Cultural context, Qualitative research, descriptive analysis, Traditional sense, JSEAS


An investigation into the dynamics of Isan drumming in its cultural context was the primary goal of this work, which was published in the Journal of Southeast Asian Studies (JSEAS). Qualitative research was conducted. By analysing and presenting data from written documents and fieldwork, descriptive analysis was used. In the study, there are two major findings. In the first place, drums are linked to Buddhist cultural practises. It was from Lanna to Lan Xang that the principles and beliefs of drums migrated to Isan or Northeastern Thailand.
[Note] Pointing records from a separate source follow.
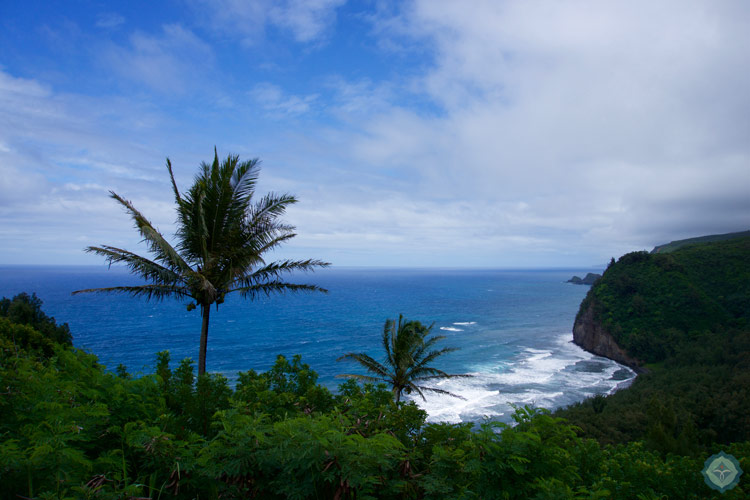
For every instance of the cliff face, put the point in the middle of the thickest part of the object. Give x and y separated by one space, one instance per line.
591 336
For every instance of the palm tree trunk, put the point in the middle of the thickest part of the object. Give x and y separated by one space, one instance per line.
205 310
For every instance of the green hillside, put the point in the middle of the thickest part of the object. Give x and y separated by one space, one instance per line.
674 245
651 303
686 315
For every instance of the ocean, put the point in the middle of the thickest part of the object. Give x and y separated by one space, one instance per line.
512 328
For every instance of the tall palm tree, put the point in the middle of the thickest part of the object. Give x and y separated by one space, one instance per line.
222 235
407 357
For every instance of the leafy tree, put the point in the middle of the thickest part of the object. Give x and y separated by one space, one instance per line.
408 354
222 236
25 309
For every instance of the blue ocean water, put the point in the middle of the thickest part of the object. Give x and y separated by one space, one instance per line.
513 329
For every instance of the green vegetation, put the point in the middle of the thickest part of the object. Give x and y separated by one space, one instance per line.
674 245
69 429
222 236
685 314
653 303
407 354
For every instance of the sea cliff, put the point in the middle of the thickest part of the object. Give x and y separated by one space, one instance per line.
590 335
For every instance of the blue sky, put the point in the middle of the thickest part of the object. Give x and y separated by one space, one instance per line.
415 133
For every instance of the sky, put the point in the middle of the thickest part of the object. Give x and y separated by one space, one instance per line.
430 133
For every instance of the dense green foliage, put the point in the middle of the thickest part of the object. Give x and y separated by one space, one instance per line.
408 347
25 309
685 314
71 429
674 245
653 303
223 233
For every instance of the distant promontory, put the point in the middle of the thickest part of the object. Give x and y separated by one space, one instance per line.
590 279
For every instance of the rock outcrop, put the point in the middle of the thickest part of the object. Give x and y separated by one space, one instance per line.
589 334
590 279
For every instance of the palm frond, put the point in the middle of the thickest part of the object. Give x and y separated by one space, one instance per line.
368 363
271 287
440 391
177 197
273 271
157 244
137 264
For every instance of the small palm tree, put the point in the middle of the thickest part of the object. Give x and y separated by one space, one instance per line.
407 358
222 235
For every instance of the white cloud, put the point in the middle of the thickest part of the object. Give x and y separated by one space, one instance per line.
174 62
273 99
622 105
306 20
109 20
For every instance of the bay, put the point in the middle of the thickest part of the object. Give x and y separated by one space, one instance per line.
513 328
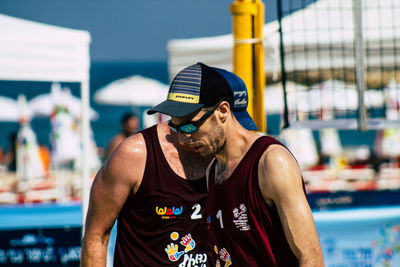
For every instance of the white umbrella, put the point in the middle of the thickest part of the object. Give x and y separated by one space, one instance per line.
9 110
29 165
132 91
45 104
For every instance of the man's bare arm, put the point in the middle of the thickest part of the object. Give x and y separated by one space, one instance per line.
281 184
119 177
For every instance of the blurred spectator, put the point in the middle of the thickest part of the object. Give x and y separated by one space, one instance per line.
10 156
129 126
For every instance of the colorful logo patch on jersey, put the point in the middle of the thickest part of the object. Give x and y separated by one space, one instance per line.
169 213
224 256
241 219
176 252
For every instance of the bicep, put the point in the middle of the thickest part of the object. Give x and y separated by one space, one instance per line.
281 182
115 181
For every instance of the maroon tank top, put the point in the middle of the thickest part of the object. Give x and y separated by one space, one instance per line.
243 229
164 223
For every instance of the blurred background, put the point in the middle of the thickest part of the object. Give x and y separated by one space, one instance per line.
332 95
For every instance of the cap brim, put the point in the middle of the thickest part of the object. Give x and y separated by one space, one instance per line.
175 109
245 120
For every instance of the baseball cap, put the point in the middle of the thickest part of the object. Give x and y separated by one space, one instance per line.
199 86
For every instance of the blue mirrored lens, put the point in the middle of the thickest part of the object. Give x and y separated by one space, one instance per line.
188 128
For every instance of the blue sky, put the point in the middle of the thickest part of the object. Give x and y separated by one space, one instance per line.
132 30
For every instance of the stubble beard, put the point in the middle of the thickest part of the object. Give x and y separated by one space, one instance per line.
217 140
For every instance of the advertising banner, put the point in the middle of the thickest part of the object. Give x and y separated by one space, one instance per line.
360 237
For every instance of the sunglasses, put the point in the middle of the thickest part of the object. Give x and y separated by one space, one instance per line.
193 126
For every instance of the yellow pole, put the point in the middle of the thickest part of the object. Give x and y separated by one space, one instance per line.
248 56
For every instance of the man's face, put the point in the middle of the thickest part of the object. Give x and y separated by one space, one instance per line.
207 141
131 126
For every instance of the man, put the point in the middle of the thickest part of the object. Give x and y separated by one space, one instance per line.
157 190
258 214
129 126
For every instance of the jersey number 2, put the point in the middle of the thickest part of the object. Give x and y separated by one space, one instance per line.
196 213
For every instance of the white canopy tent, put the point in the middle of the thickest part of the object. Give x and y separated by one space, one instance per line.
32 51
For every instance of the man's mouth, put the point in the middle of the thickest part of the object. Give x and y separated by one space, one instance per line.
197 148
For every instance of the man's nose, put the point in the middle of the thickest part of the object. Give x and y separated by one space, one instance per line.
184 138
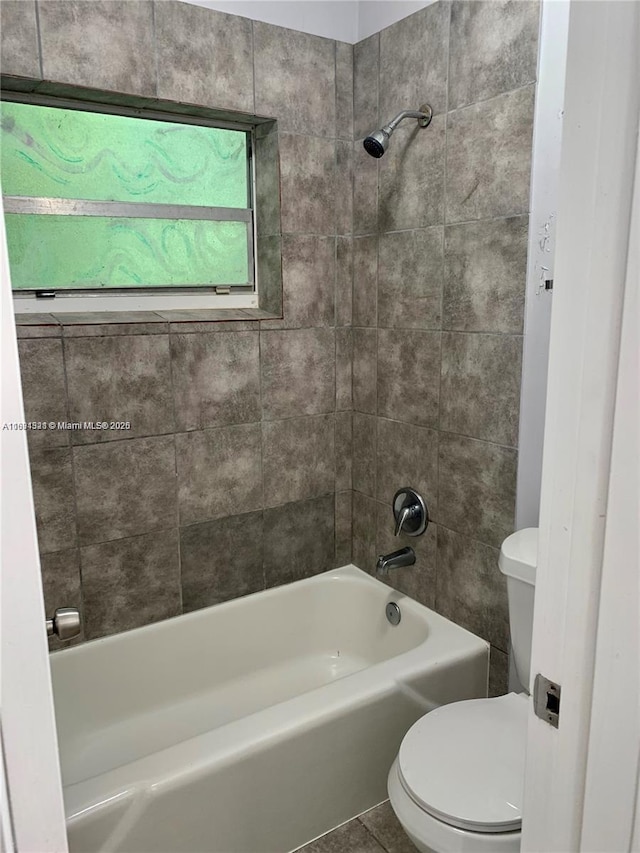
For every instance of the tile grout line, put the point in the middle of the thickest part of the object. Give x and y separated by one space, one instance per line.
72 455
39 39
442 287
176 487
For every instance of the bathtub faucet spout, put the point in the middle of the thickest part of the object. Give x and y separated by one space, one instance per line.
395 560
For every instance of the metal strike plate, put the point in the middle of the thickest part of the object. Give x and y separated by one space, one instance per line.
65 623
546 700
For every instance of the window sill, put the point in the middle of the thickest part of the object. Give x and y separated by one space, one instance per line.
138 322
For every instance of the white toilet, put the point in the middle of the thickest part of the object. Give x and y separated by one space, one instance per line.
457 783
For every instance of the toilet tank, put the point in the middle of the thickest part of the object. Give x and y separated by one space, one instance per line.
518 560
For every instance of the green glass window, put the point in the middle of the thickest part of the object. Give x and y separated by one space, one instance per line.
103 201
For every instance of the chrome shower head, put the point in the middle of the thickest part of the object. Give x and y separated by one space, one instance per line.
377 143
378 140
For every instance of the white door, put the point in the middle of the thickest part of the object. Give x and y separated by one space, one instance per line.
32 813
600 132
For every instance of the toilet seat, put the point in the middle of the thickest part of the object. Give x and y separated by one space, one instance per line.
463 763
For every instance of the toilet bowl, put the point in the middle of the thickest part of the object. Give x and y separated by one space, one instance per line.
457 783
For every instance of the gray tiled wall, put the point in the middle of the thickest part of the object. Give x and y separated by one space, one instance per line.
438 296
248 436
236 474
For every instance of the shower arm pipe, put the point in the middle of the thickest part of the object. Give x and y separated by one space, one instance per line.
424 117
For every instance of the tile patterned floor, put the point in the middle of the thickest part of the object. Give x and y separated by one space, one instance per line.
375 831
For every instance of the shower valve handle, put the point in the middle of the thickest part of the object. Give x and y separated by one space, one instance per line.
410 512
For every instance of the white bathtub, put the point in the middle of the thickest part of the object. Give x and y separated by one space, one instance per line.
255 725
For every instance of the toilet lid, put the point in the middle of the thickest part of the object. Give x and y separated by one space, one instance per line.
464 763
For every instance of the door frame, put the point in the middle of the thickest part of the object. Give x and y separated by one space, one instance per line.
32 816
600 131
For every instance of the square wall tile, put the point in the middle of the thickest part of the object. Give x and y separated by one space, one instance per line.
120 379
295 79
485 275
220 560
472 591
410 274
411 184
43 389
344 450
299 540
52 482
269 262
364 370
125 488
365 85
407 456
19 55
364 532
476 488
480 388
204 57
344 369
73 36
298 457
344 281
216 379
413 62
309 281
479 187
365 280
130 582
307 167
344 90
219 472
417 581
61 588
298 372
493 49
364 454
343 529
409 376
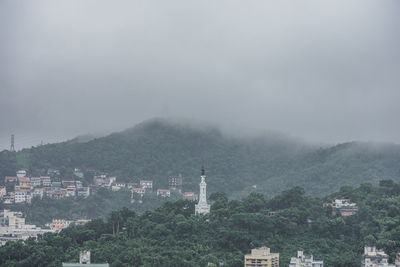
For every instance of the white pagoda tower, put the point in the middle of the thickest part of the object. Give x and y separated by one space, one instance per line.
202 207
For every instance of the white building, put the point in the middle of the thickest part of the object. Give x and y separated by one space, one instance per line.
164 192
35 181
22 197
147 184
202 207
21 173
304 261
377 258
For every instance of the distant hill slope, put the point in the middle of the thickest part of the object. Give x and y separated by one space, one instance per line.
158 148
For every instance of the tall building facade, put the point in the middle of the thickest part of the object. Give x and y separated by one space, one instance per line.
202 207
304 261
261 257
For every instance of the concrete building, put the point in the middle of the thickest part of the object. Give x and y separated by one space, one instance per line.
175 182
163 192
21 173
83 192
85 261
22 197
190 196
202 207
45 181
58 224
344 206
304 261
35 181
13 227
377 258
10 183
261 257
146 184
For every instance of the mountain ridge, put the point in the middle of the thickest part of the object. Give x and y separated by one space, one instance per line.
157 148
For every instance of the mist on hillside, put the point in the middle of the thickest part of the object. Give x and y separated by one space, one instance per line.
323 71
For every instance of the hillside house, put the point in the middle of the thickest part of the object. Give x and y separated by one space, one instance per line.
163 192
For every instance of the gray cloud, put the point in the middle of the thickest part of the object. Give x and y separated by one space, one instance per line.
321 70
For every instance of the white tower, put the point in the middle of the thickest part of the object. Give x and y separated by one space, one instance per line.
202 207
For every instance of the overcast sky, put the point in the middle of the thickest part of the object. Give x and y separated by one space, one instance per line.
325 71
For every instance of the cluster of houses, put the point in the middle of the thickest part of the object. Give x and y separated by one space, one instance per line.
344 206
372 257
13 227
59 224
21 188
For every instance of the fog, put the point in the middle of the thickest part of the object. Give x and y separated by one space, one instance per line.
324 71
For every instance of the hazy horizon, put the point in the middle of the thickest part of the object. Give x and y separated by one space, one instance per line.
322 71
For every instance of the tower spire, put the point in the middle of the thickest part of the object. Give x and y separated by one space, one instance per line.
202 207
12 148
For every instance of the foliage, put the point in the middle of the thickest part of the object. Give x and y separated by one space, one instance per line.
98 205
172 236
237 166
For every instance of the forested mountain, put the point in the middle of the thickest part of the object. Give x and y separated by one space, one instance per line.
173 236
238 166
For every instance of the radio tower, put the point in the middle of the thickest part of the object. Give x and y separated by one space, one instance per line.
12 148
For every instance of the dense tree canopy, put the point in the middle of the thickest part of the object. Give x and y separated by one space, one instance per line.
172 236
236 166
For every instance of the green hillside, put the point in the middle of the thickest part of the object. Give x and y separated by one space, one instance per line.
173 236
237 166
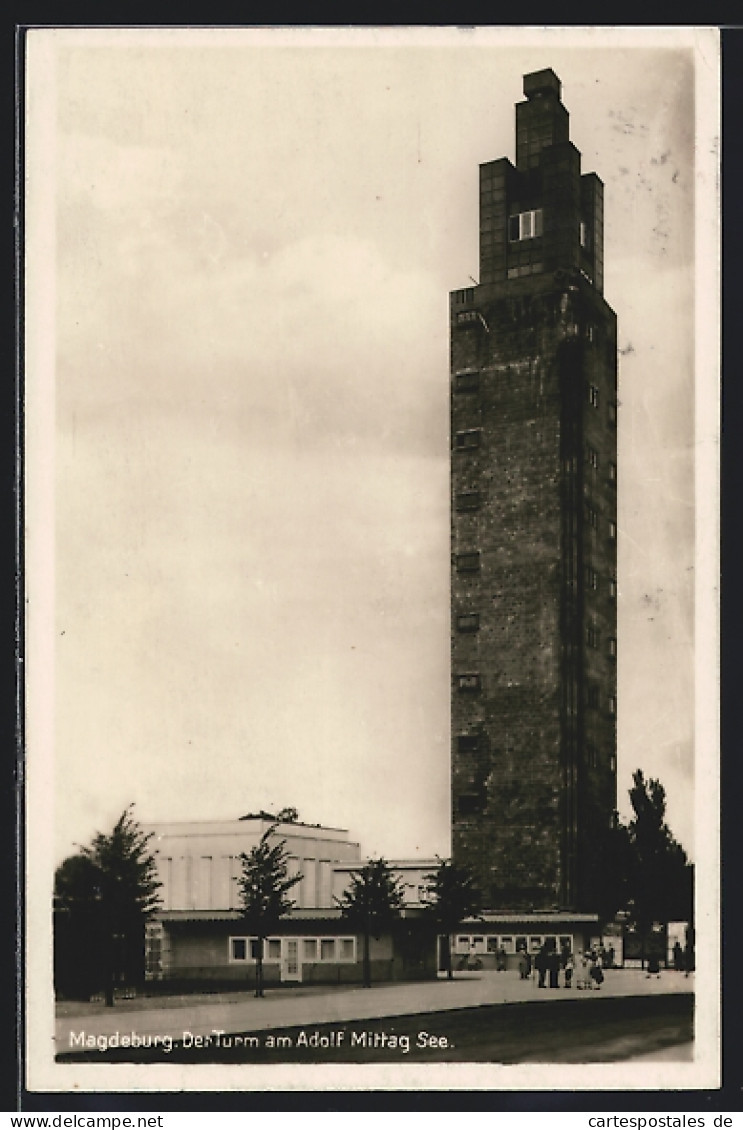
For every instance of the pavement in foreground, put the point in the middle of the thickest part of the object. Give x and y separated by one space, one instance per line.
242 1011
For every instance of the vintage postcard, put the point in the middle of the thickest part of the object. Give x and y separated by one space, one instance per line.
370 486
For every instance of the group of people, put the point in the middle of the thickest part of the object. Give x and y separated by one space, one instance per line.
587 967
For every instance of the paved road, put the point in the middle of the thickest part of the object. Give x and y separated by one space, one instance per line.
233 1013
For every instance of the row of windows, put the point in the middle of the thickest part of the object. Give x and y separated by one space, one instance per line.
311 949
592 393
515 272
593 460
525 225
470 563
592 757
593 639
593 581
593 520
593 700
490 942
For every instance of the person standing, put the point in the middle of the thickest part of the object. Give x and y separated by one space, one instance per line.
541 964
553 966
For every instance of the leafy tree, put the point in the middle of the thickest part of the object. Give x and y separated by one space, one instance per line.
451 897
110 889
662 877
606 870
264 885
372 903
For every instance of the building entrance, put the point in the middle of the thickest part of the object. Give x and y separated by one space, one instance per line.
290 963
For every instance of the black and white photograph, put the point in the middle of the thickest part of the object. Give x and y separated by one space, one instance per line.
372 389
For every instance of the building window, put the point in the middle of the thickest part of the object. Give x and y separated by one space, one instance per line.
466 382
464 441
525 225
592 516
328 949
470 803
246 949
468 742
348 949
469 500
468 683
468 563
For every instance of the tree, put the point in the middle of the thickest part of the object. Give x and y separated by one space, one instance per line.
372 903
662 877
264 885
451 897
111 888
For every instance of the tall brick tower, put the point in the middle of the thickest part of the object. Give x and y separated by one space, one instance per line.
533 403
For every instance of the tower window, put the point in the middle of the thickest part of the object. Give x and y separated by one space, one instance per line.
464 441
468 742
468 563
470 803
525 225
466 382
468 683
469 500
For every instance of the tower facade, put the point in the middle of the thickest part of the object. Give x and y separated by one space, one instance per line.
533 427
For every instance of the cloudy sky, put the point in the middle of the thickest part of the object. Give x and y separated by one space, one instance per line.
252 240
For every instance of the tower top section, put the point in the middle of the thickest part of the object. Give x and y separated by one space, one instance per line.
542 120
541 215
541 84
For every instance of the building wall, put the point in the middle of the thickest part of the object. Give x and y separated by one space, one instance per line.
199 862
533 528
201 952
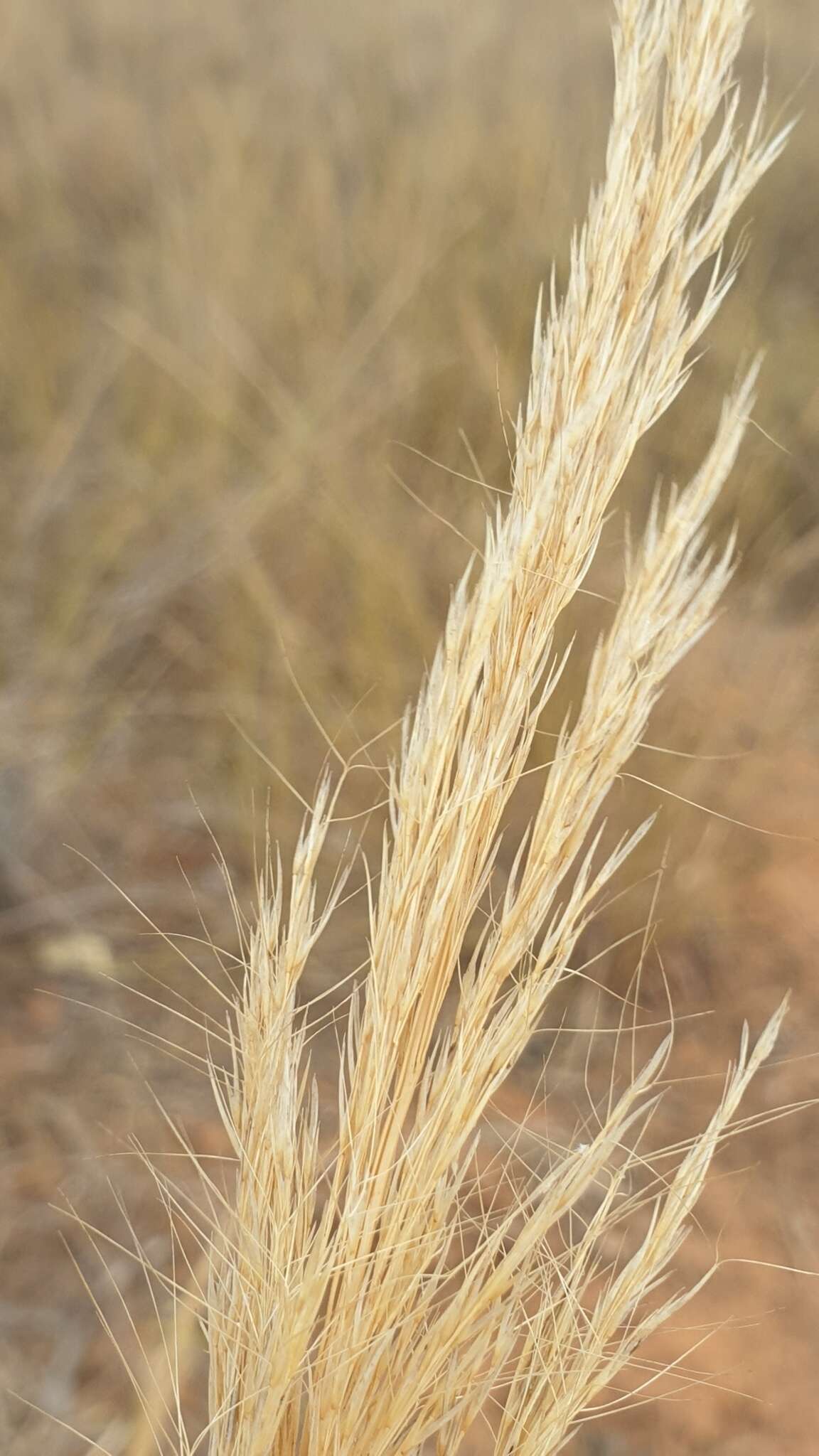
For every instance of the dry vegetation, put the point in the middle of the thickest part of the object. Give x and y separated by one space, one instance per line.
250 255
There are two distinct groupings of drums in the traditional sense of the word. As a first step, the Klong Phen (drums) used in religious ceremonies to indicate the passage of time and to commemorate significant events are mentioned. Klong Yao, Klong King, Klong Seng, and other popular Thai-Lao ethnic drums are used for entertainment in Buddhist customs and rites. When it comes to later times, drumming dynamics of Isan drums have been influenced by the situation in which they are played. A combination of outside influences and a government desire to encourage culture has resulted in a lack of cultural diversity. As a result, the cultural manner of Isan drums is still influenced by the dynamics of values that promote the adaptability.